Nutrition Comes First
McGuffee and White both work to put up the best hay supply possible for their cows to survive on through the winter months; however, they also know their cows are working extra hard through gestation and lactation so providing them with adequate protein and energy is a priority. McGuffee puts up between 2,500-3,000 dry hay bales each summer and also makes haylage (wet hay), which provides his cows with extra energy. He also supplements his herd with VitaFerm Concept•Aid® 5/S year-round. The Concept•Aid includes organic copper, zinc and manganese to ensure maximum bioavailability of nutrients to the animal and high levels of vitamin E and selenium to promote optimized fertility. It is also available with MOS to trap bad bacteria limiting their ability to do harm and includes organic trace minerals, vitamins and B vitamins.
White supplements his herd with the VitaFerm Concept•Aid Protein Meal all year and provides additional protein to his cows when it starts to get colder with the VitaFerm 30-13% Protein Tub. All VitaFerm products contain Amaferm®, a precision prebiotic designed to enhance digestibility by amplifying nutrient supply for maximum performance. It is research-proven to significantly increase forage digestion for an increase in utilization resulting in optimal health and performance. In addition to the Amaferm advantage, the Protein Tub that White uses contains 30% protein with no more than 13% equivalent crude protein from non-protein nitrogen and organic copper for maximum availability to support immunity.
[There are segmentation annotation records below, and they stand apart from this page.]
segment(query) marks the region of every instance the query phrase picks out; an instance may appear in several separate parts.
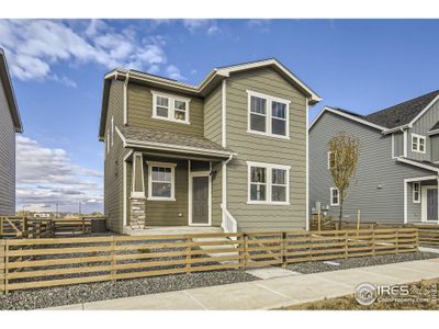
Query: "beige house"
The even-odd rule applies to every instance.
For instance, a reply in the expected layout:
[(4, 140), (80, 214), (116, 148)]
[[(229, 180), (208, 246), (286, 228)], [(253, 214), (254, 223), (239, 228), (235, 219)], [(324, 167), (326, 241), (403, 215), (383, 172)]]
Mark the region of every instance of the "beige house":
[(275, 59), (216, 68), (199, 86), (109, 72), (99, 138), (110, 228), (305, 228), (307, 111), (318, 101)]

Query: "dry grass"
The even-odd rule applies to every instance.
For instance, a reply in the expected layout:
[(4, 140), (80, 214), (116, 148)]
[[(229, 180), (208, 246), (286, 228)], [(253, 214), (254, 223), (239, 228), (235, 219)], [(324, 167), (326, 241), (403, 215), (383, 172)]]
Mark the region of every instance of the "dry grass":
[[(383, 302), (376, 300), (370, 306), (358, 304), (353, 295), (311, 302), (281, 308), (282, 310), (416, 310), (416, 309), (439, 309), (439, 279), (421, 281), (410, 284), (408, 296), (394, 296), (399, 298), (414, 298), (406, 302)], [(436, 297), (435, 297), (436, 291)]]

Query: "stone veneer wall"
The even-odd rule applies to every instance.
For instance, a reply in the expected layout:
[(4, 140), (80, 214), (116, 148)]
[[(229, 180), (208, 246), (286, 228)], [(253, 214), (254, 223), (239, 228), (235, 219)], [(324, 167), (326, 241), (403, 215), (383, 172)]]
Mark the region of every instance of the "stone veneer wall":
[(146, 198), (131, 197), (131, 228), (143, 229), (146, 226)]

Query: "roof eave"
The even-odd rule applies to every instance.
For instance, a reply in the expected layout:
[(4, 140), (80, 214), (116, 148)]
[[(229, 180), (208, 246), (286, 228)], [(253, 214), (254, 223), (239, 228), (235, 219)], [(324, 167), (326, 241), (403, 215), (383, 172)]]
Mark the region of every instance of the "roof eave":
[(14, 124), (15, 133), (23, 133), (23, 124), (19, 106), (16, 104), (15, 93), (12, 86), (12, 79), (9, 75), (8, 63), (4, 56), (4, 52), (0, 48), (0, 78), (3, 84), (4, 93), (7, 97), (8, 105), (11, 112), (12, 121)]

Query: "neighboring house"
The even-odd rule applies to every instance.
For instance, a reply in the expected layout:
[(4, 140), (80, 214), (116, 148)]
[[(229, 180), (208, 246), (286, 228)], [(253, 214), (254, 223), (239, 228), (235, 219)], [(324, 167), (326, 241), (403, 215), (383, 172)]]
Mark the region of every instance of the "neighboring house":
[(275, 59), (214, 69), (199, 86), (109, 72), (99, 138), (110, 228), (304, 228), (307, 110), (319, 100)]
[(7, 59), (0, 48), (0, 215), (15, 214), (15, 133), (22, 132)]
[(324, 107), (316, 116), (309, 126), (309, 206), (320, 202), (336, 218), (328, 141), (339, 132), (360, 140), (344, 219), (356, 220), (361, 211), (368, 222), (438, 222), (439, 90), (369, 115)]

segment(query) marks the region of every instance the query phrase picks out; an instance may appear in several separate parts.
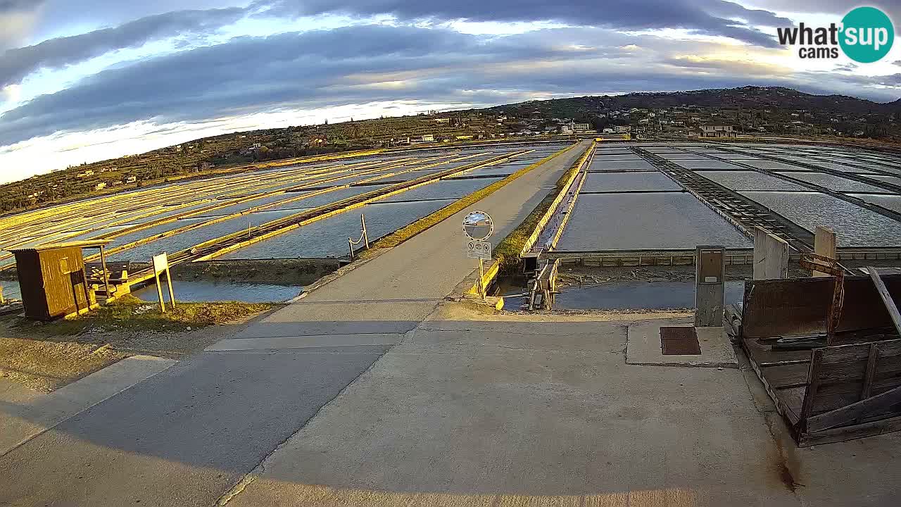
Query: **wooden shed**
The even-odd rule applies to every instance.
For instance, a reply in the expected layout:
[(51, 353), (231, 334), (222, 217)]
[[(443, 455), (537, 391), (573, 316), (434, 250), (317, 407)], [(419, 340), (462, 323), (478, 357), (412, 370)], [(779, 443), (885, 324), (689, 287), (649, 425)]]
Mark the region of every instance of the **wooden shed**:
[(12, 250), (25, 317), (53, 320), (77, 315), (96, 304), (85, 269), (83, 248), (100, 248), (110, 240), (48, 244)]

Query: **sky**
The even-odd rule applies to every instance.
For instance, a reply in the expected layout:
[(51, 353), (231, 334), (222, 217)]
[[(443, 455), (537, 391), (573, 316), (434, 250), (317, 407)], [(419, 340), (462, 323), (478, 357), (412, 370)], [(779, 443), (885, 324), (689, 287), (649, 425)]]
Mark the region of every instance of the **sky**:
[[(901, 20), (897, 0), (867, 5)], [(854, 6), (0, 0), (0, 182), (223, 133), (532, 99), (746, 85), (901, 98), (901, 44), (854, 64), (776, 39)]]

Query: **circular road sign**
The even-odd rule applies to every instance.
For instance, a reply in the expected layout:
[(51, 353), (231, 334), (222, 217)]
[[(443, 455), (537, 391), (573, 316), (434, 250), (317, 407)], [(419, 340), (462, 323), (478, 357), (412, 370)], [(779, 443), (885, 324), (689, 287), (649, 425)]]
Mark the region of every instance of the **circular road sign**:
[(491, 216), (484, 211), (473, 211), (463, 218), (463, 233), (469, 239), (484, 241), (495, 232)]

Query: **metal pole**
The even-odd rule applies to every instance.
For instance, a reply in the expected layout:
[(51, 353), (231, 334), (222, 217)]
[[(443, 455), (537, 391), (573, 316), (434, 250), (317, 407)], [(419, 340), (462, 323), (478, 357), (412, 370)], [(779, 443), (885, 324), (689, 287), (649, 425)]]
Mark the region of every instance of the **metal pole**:
[(359, 214), (359, 223), (363, 226), (363, 244), (366, 245), (366, 249), (369, 249), (369, 235), (366, 232), (366, 217), (362, 213)]
[(168, 268), (166, 268), (166, 285), (169, 290), (169, 302), (172, 303), (172, 308), (175, 308), (175, 292), (172, 291), (172, 275), (169, 274)]
[(100, 267), (104, 269), (104, 288), (106, 290), (106, 299), (112, 297), (110, 294), (110, 275), (106, 272), (106, 254), (104, 253), (104, 245), (100, 245)]
[(482, 263), (482, 259), (478, 259), (478, 295), (484, 300), (485, 299), (485, 267)]

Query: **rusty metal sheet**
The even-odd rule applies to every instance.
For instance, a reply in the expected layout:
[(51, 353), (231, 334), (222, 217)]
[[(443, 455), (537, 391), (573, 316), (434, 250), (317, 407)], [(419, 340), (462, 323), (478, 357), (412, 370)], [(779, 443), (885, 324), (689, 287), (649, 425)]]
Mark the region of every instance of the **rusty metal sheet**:
[[(901, 302), (901, 275), (882, 277), (896, 304)], [(769, 338), (826, 332), (834, 279), (792, 278), (745, 282), (742, 329), (747, 338)], [(846, 276), (837, 331), (892, 326), (869, 276)]]

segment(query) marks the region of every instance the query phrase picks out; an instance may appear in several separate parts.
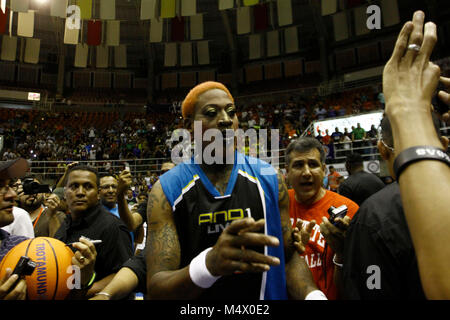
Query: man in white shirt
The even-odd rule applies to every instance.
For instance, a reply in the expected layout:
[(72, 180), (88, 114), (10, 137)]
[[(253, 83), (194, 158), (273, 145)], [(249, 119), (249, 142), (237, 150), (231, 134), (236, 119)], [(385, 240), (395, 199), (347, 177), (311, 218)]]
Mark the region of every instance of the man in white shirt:
[(33, 224), (28, 212), (22, 208), (13, 207), (13, 216), (14, 221), (2, 229), (15, 236), (34, 238)]

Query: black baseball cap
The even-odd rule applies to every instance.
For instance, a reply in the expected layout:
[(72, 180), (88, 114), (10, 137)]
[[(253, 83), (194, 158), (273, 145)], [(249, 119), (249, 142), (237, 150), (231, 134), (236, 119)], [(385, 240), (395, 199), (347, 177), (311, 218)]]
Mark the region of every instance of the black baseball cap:
[(28, 171), (30, 166), (24, 158), (0, 161), (0, 179), (21, 178)]
[(351, 153), (347, 156), (346, 162), (347, 163), (363, 163), (364, 159), (361, 154), (355, 152), (355, 153)]

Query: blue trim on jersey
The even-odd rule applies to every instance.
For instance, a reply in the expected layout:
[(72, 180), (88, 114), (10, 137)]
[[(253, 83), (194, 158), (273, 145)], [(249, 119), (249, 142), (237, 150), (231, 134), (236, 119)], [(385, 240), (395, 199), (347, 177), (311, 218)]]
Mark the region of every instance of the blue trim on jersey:
[[(280, 259), (280, 265), (277, 267), (271, 267), (270, 270), (266, 272), (266, 281), (265, 283), (262, 283), (262, 286), (265, 286), (264, 299), (287, 299), (284, 243), (281, 229), (280, 210), (278, 207), (277, 173), (270, 164), (235, 152), (235, 163), (227, 186), (226, 195), (231, 195), (239, 170), (255, 177), (260, 183), (261, 188), (264, 191), (265, 198), (267, 234), (277, 237), (280, 241), (280, 245), (278, 247), (267, 247), (267, 254), (278, 257)], [(207, 188), (211, 195), (214, 197), (221, 197), (221, 194), (212, 185), (203, 170), (201, 170), (200, 166), (193, 162), (192, 158), (191, 161), (183, 162), (177, 165), (175, 168), (160, 177), (163, 192), (172, 207), (174, 202), (182, 195), (182, 189), (194, 179), (195, 175), (200, 177), (203, 185)]]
“I don’t like the cows to go backwards, it gets tougher to put weight back on once it gets cold. I like the Amaferm. It seems like the cows stay in shape year-round, even just on grass. Even in the winter they have a full look to them – “bloom” you could say. I like the product, and I like the way my cows consume it,” White says.
Calving Time Shelters
Although McGuffee and White calve under different environmental conditions, they both know the value of having shelter for extreme cold and wet conditions. However, when possible they leave their cattle in their natural environment. Conditions exist for ice storms down in Mississippi where McGuffee is, and when those happen, he is prepared. He does have calving barns and the timber in their area also protects cows from the elements. He said despite the sudden shifts in temperature and unexpected cold rains, he has very little sickness due to his health and nutrition protocols.
White provides plenty of man-made and natural windbreaks, as well as calving barns. If the conditions are not too cold or there isn’t too much snow on the ground, he will calve outside. Only under extreme conditions will he bring his calving cows inside for a few days.
While managing cows is simpler than managing weather, there are extra management practices to consider in the winter. It doesn’t matter if you are in southern Mississippi or southwest North Dakota, those cows need extra protein and energy during times of late gestation and peak lactation.